Freedom meant freedom for community and for country. Freedom was why we fought WWII; freedom meant never again to the holocaust; and freedom meant helping other people to be free, to be safe. Now people make it individual - freedom for them but not necessarily for you. Freedom is a right at least for them.  They demand their freedom even if it is at your expense. How else can you view freedom to make other people sick, to put health care workers, grocery clerks and care givers at risk, to seemingly not care if your actions result in other people dying.
 
In the Declaration of Independence it says "Life, Liberty and the Pursuit of Happiness." Notice that life comes before liberty. The pursuit of happiness for most people does not include being seriously ill or dying. Without life neither liberty nor happiness have much meaning.
 
I think it started with the guns. Guns used to be something that lots of people I knew used to go hunting. They were mostly for procuring food to eat and for some sport. They were not political weapons. No one ever mentioned anything about their right to have a gun and if it symbolized anything it was self sufficiency.
 
As late as 1968 the NRA supported a federal Gun Control Act which created a system to federally license gun dealers and established restrictions on particular categories and classes of firearms. But in concert with the political move to "law and order" by Richard Nixon and then Ronald Reagan and finally Bill Clinton, the NRA found it much more profitable to make guns not just a political issue but a cultural one.
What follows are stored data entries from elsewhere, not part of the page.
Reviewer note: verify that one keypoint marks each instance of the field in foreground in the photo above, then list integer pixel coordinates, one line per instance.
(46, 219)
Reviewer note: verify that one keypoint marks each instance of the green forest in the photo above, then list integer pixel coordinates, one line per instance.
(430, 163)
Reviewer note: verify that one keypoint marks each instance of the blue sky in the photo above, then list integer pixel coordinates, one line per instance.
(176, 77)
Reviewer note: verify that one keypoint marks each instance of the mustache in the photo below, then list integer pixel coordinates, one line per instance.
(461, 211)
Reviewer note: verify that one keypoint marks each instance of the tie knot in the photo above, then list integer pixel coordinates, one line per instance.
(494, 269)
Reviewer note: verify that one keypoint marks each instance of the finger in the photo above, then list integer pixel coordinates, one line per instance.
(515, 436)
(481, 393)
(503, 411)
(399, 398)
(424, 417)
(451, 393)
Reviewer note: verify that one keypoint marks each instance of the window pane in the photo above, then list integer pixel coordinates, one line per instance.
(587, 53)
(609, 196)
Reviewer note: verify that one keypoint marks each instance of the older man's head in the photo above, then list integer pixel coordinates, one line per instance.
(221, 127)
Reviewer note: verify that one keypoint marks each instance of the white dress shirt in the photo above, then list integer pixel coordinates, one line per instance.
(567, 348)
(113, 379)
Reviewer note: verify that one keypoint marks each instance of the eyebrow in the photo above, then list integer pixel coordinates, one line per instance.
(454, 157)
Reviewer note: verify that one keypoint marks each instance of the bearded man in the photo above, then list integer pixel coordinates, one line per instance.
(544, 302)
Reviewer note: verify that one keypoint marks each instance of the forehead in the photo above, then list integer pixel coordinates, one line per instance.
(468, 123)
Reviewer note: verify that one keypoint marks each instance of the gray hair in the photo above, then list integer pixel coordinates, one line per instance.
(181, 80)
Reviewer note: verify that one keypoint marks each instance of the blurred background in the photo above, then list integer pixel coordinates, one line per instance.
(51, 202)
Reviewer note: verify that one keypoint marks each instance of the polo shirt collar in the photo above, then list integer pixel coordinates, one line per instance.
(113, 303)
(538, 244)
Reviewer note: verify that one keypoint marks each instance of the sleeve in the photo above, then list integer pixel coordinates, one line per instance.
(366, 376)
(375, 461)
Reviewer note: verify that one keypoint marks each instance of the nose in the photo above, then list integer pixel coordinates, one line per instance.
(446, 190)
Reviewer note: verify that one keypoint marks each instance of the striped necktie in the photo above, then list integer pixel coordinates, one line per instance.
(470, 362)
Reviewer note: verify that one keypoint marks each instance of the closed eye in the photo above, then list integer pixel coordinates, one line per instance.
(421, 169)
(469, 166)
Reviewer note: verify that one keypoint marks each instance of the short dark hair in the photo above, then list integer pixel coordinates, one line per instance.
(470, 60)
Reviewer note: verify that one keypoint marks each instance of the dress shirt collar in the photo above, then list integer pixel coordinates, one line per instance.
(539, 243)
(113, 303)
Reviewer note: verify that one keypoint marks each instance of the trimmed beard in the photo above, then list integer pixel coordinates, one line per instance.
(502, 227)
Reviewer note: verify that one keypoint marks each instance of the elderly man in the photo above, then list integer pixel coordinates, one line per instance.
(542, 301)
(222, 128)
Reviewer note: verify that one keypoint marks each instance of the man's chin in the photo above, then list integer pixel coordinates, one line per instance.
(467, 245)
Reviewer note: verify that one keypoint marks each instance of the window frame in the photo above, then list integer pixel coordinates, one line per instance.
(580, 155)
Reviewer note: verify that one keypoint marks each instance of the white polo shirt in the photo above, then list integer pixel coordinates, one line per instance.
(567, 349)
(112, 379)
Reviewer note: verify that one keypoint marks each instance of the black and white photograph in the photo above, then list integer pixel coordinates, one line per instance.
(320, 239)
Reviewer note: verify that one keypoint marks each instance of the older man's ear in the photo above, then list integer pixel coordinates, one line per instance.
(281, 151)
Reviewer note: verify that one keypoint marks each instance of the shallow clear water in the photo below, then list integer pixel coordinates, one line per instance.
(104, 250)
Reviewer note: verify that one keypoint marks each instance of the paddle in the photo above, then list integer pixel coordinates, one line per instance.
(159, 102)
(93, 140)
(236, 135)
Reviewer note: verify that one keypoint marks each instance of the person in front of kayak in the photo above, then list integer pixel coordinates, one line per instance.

Guns joined the cultural parade along with abortion, welfare, immigration, gays and religion. The drive to make guns a personal right culminated in a group of "conservative" judges overturning 200 years of judicial precedent so that guns were not a right limited to "a well regulated militia" but an expression of personal freedom. When coupled with stand
your ground and similar state laws, guns brought the "freedom" to kill people you didn't like.
 
Freedom of religion has been similarly perverted.  It was once assurance that no one, especially the government, would prohibit you from the exercise of your religion. Now it has become the freedom to discriminate against those who do not believe as you do, or who you just don't like, and increasingly, again thanks to more "conservative" judges, enforced by the government. Freedom to not bake a wedding cake for a gay couple turns into the freedom and the power to deny health care and employment to people who offend your beliefs and your religiosity, even if flying in the face of the real teachings of most religions. If this trend continues the Christian right would have the US governed by a religious leader in much the same way that Iran is.
 
It goes beyond simple hypocrisy that some people, who proclaim themselves as pro-life and will lecture you on the sanctity of all life even the unborn, claim the freedom to endanger the health and very lives of other people.  The state motto of New Hampshire proclaims "Live Free or Die".  Now some seem to be saying live free and die at least if it impinges on their rights as they define them.
 
In 1941, when FDR gave his famous four freedoms speech, one of those freedoms was the freedom from fear. Today we have to fear people exercising their freedom to make you sick, to threaten or kill you, to decide if you can receive health care, with no sense of community, no commitment to anything beyond themselves. This is a definition of freedom that would make George Orwell wince.
 
This is not community. This not freedom.
 
1 Comment
Bill Murphy
7/25/2020 11:46:05 am

Sad that this is what it has come down to. Over these past 4 months or so more than once I have cried for what our country has become, for what we stand for now-nothing good.